Qui arriviamo al nucleo più originale del pensiero di Hardy. Le forme create dal matematico, come quelle del pittore o del poeta, devono essere belle (le idee devono legarsi armoniosamente)! La matematica ha a che fare con l’arte. L’interrogativo fondamentale è il seguente: posto che esiste una “realtà fisica” (il mondo materiale, studiato dalla fisica), a noi esterno, per quanto riguarda invece la “realtà matematica” come va considerata? Una realtà mentale, creata da noi, o è indipendente? Qui la risposta di Hardy è straordinaria: la realtà matematica è fuori di noi, il nostro compito è di scoprirla e di osservarla. I teoremi che chiamiamo «pomposamente nostre creazioni sono semplicemente annotazioni delle nostre osservazioni». Inoltre: la realtà del fisico ha pochissimi degli attributi che il senso comune accorda alla realtà: una sedia è un insieme di elettroni turbinanti, una stella non è ciò che sembra. Mentre “2” o “317” sono simili a quello che sembrano essere. “317” è un numero primo non perché lo pensiamo noi, ma perché è così (se riuscite a seguire i due teoremi di prima hanno una conclusione inesorabile, oggettiva).

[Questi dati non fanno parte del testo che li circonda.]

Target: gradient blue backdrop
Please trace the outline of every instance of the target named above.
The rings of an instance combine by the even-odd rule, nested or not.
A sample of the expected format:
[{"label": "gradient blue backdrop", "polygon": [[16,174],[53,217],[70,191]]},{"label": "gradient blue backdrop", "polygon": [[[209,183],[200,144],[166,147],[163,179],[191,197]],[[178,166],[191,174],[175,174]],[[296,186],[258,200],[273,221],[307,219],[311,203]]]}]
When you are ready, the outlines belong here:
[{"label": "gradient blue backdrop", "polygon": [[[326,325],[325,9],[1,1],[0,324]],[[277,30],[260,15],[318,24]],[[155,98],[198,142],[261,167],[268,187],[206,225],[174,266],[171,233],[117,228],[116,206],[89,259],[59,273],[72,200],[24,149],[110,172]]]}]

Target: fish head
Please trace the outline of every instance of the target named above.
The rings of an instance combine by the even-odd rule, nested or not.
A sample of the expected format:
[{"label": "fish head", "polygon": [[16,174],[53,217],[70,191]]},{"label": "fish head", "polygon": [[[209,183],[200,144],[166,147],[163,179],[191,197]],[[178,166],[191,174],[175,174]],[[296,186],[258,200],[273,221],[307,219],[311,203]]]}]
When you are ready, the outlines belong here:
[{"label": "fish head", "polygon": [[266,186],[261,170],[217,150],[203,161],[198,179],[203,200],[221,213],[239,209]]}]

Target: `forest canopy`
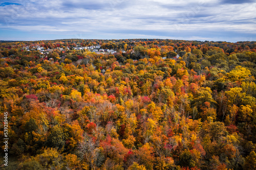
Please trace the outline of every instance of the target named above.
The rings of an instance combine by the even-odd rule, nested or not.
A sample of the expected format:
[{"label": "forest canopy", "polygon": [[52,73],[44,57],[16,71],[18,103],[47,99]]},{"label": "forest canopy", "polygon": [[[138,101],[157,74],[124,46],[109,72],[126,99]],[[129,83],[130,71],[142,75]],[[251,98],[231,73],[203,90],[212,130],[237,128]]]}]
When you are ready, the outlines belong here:
[{"label": "forest canopy", "polygon": [[254,41],[1,41],[9,154],[18,169],[256,169],[255,52]]}]

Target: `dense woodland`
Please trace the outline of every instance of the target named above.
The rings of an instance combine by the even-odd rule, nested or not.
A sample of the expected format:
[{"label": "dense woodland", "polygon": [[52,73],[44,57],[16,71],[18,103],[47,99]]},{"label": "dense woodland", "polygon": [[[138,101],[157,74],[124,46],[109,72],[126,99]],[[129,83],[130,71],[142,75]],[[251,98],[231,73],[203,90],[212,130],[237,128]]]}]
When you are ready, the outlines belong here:
[{"label": "dense woodland", "polygon": [[[73,50],[96,45],[117,52]],[[255,42],[0,42],[10,157],[18,169],[255,169]]]}]

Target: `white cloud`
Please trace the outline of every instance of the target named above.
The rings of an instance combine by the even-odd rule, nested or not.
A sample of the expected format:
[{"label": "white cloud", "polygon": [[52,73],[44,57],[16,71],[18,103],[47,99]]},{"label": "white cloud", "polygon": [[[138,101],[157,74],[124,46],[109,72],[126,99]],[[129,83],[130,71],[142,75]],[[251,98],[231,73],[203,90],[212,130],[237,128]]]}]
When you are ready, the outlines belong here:
[{"label": "white cloud", "polygon": [[[90,33],[95,37],[100,35],[102,38],[104,34],[110,34],[108,33],[111,30],[119,30],[119,33],[116,35],[122,37],[128,34],[139,37],[144,35],[140,34],[143,30],[147,33],[145,36],[165,37],[165,33],[173,32],[186,34],[177,37],[187,39],[207,38],[205,35],[200,36],[198,32],[201,31],[205,34],[208,31],[209,37],[215,36],[210,34],[222,32],[254,34],[253,37],[256,37],[255,3],[250,6],[248,4],[224,5],[218,0],[75,0],[68,2],[30,0],[13,3],[22,5],[0,7],[2,29],[46,34],[59,32],[66,34],[74,32]],[[136,30],[137,34],[125,34],[136,32]],[[158,34],[154,35],[154,32]],[[106,37],[110,36],[105,35]]]}]

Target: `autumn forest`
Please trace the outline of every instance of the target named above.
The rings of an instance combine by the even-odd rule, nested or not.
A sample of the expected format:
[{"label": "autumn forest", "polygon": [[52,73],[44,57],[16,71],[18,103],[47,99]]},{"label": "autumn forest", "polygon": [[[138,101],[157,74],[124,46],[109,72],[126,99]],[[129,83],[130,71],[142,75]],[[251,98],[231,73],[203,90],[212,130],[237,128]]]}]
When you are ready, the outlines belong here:
[{"label": "autumn forest", "polygon": [[255,169],[255,77],[254,41],[0,41],[0,166],[8,122],[3,169]]}]

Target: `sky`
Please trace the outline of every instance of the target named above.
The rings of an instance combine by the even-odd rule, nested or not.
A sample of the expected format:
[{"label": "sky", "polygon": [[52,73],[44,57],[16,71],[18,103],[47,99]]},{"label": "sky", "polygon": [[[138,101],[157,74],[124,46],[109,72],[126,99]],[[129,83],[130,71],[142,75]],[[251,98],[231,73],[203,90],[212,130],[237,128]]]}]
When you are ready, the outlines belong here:
[{"label": "sky", "polygon": [[256,40],[256,0],[0,1],[0,40]]}]

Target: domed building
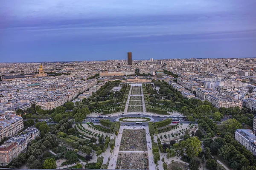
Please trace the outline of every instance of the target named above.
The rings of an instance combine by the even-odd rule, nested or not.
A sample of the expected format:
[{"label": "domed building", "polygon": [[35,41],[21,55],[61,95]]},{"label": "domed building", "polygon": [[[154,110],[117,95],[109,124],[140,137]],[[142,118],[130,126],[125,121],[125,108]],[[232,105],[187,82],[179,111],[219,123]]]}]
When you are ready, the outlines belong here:
[{"label": "domed building", "polygon": [[36,74],[36,76],[38,77],[46,77],[47,76],[47,73],[44,73],[44,71],[43,68],[43,65],[41,64],[40,68],[39,68],[39,74]]}]

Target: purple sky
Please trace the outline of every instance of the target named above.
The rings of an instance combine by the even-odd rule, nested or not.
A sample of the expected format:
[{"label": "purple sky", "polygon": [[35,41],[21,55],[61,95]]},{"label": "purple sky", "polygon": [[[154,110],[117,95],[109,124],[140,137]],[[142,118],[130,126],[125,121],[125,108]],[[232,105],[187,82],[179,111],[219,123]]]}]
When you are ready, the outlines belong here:
[{"label": "purple sky", "polygon": [[256,57],[255,0],[3,0],[0,62]]}]

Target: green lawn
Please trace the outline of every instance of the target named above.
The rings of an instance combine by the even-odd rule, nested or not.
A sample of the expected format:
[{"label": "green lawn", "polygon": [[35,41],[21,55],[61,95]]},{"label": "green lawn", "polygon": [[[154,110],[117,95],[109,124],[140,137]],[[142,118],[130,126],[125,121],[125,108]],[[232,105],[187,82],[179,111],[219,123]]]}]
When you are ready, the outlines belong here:
[{"label": "green lawn", "polygon": [[[147,119],[146,120],[144,120],[142,121],[126,121],[123,120],[123,119]],[[150,119],[148,117],[122,117],[119,119],[119,121],[120,122],[146,122],[150,121]]]}]

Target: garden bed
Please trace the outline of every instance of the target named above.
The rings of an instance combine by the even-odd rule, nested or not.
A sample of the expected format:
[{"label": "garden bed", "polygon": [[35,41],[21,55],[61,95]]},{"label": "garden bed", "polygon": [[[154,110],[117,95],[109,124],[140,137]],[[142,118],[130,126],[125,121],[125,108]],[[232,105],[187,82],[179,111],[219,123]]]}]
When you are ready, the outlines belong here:
[{"label": "garden bed", "polygon": [[143,106],[129,106],[127,112],[143,112]]},{"label": "garden bed", "polygon": [[150,118],[148,117],[122,117],[119,119],[119,121],[123,122],[146,122],[150,121]]}]

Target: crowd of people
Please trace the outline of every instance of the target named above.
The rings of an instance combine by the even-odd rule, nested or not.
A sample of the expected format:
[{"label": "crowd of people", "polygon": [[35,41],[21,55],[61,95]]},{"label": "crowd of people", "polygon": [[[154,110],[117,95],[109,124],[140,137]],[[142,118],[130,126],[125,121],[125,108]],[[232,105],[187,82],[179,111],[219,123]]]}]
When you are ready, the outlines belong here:
[{"label": "crowd of people", "polygon": [[120,150],[147,151],[147,141],[144,129],[125,129],[120,144]]},{"label": "crowd of people", "polygon": [[148,170],[148,156],[146,153],[119,153],[116,169]]}]

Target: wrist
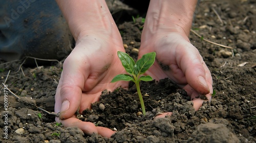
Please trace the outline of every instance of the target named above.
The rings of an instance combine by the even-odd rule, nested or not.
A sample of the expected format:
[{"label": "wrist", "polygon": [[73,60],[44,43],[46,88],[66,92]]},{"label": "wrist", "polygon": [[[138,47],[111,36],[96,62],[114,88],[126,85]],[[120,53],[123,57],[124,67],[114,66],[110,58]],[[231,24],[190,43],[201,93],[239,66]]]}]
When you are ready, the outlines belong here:
[{"label": "wrist", "polygon": [[76,41],[86,35],[111,35],[118,30],[105,1],[93,1],[56,0]]},{"label": "wrist", "polygon": [[158,33],[179,33],[188,38],[197,1],[152,0],[145,19],[142,41]]}]

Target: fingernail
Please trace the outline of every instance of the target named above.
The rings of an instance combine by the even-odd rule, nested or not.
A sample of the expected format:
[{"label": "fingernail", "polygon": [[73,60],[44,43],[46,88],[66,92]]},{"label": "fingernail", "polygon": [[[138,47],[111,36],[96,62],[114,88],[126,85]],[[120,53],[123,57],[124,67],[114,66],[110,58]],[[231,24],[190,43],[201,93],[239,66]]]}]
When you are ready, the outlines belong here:
[{"label": "fingernail", "polygon": [[64,112],[68,110],[69,108],[70,102],[68,100],[65,100],[62,102],[61,104],[61,109],[60,109],[60,112]]},{"label": "fingernail", "polygon": [[204,78],[202,76],[198,76],[197,79],[201,84],[202,84],[202,85],[203,85],[205,89],[207,89],[208,91],[209,91],[210,89],[209,89],[206,81],[204,79]]}]

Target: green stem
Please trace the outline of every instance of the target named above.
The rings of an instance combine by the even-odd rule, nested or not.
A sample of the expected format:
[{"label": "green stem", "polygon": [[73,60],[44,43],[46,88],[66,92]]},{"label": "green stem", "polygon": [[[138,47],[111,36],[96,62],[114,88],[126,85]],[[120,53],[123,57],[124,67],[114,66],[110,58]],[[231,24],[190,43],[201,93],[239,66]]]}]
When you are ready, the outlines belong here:
[{"label": "green stem", "polygon": [[140,82],[137,80],[135,82],[135,85],[136,85],[137,91],[138,91],[138,94],[139,95],[139,98],[140,99],[140,105],[141,105],[141,108],[142,109],[142,113],[143,114],[143,115],[146,115],[146,111],[145,110],[145,106],[144,106],[142,96],[141,95],[141,92],[140,92]]}]

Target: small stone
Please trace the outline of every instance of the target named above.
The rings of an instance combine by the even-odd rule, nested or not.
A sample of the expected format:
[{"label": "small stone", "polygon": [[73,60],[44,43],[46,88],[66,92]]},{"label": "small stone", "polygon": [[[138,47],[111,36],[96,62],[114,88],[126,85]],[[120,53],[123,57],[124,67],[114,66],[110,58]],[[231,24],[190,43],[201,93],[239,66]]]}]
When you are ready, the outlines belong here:
[{"label": "small stone", "polygon": [[231,57],[231,56],[232,56],[232,54],[233,54],[232,53],[232,52],[231,52],[230,51],[225,51],[225,52],[222,53],[222,56],[224,58],[228,58],[228,57]]},{"label": "small stone", "polygon": [[156,114],[156,116],[158,116],[159,115],[161,115],[162,114],[163,114],[163,113],[162,113],[162,112],[157,112],[157,113]]},{"label": "small stone", "polygon": [[22,90],[22,92],[20,93],[20,96],[22,97],[25,97],[27,95],[28,93],[27,92],[27,91],[25,90]]},{"label": "small stone", "polygon": [[141,112],[138,112],[136,114],[137,114],[137,116],[139,116],[142,115],[142,113],[141,113]]},{"label": "small stone", "polygon": [[222,55],[222,53],[224,53],[225,51],[225,50],[222,49],[219,51],[219,53],[218,53],[218,56],[220,57],[221,55]]},{"label": "small stone", "polygon": [[244,30],[244,33],[245,33],[246,34],[248,34],[249,33],[250,33],[250,31],[249,30],[248,30],[248,29]]},{"label": "small stone", "polygon": [[241,55],[239,54],[239,53],[237,53],[237,54],[234,54],[234,56],[236,57],[238,57],[239,60],[241,59]]},{"label": "small stone", "polygon": [[138,54],[138,53],[139,53],[139,49],[134,48],[134,49],[133,49],[133,50],[132,50],[132,53],[133,53],[134,54]]},{"label": "small stone", "polygon": [[206,25],[202,25],[199,27],[200,29],[205,29],[206,28],[207,28],[207,26]]},{"label": "small stone", "polygon": [[126,44],[123,44],[123,47],[124,47],[124,49],[127,49],[128,48],[128,45]]},{"label": "small stone", "polygon": [[100,103],[99,105],[99,108],[101,110],[103,111],[104,109],[105,109],[105,105],[104,104]]},{"label": "small stone", "polygon": [[14,132],[18,134],[23,134],[25,133],[25,131],[23,128],[19,128],[16,130]]}]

Sapere che anche in matematica la bellezza non è interamente soggettiva, che la verità di qualcosa non totalmente in nostro potere – e anzi si impone a noi (è così!) – beh, ha qualcosa di liberatorio. E se l’arte non inventa la realtà né la rispecchia, piuttosto la rivela, anche la matematica, secondo Hardy, rivela un mondo che già esisteva, ne mostra ad un tratto le relazioni e connessioni interne finora invisibili. Finché dura l’effetto di questa esaltante lettura cesserò di odiare la matematica, e anzi mi piacerà contrapporre la figura di Hardy, la sua indole sensibile e delicata, alla figura della mia professoressa sadica delle medie.